Anyone who has entered the startup world knows things move fast, change on a whim, break, mend, and change at lightning speed. So much so, entrepreneurs who can’t evolve and adapt often face a grim ending before they ever actually get out of the gate.
Even if you have a truly innovative and defensible product, all startups will eventually have competitors who offer identical products. Uber and Lyft both solve the same problem – getting you from Point A to Point B, but offer very different experiences. Groupon and LivingSocial both solve the same problem – exposing you to daily deals, but offer very different experiences.
This is brand - the relationship developed between the organization and the audience.

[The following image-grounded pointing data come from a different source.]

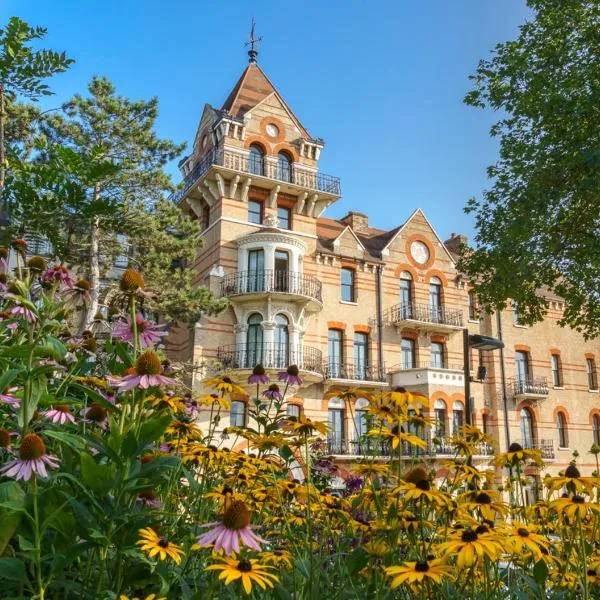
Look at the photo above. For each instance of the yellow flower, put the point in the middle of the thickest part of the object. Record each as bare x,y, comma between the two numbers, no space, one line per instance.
248,571
469,547
417,573
152,545
305,426
225,385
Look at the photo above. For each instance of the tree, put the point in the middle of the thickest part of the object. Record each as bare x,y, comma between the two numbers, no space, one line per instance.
165,241
22,71
538,226
119,130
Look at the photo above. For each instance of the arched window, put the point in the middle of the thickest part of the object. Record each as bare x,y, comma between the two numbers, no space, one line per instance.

If you strip down your product or service to only the problem it solves, what do you have left? Where can people connect? How will people become passionate about who you are?
This is a question too few founders have asked themselves.
Brand is an integral part of any company attempting to create value and is even more integral to early-stage startups. Products will more than likely change, teams will probably transition, and audiences naturally shift, however, what’s at the foundation of your brand, the relationship, can (and should) remain a constant force.
That's why an iterative and validated approach to building your brand matters. Solidifying the foundation of your relationship with your audience shouldn't be based on a few clever ideas or outsourced to an agency. Instead, it should be discovered – through experimentation – and validated –through learning – from the start.
This is the foundation for lean brand development.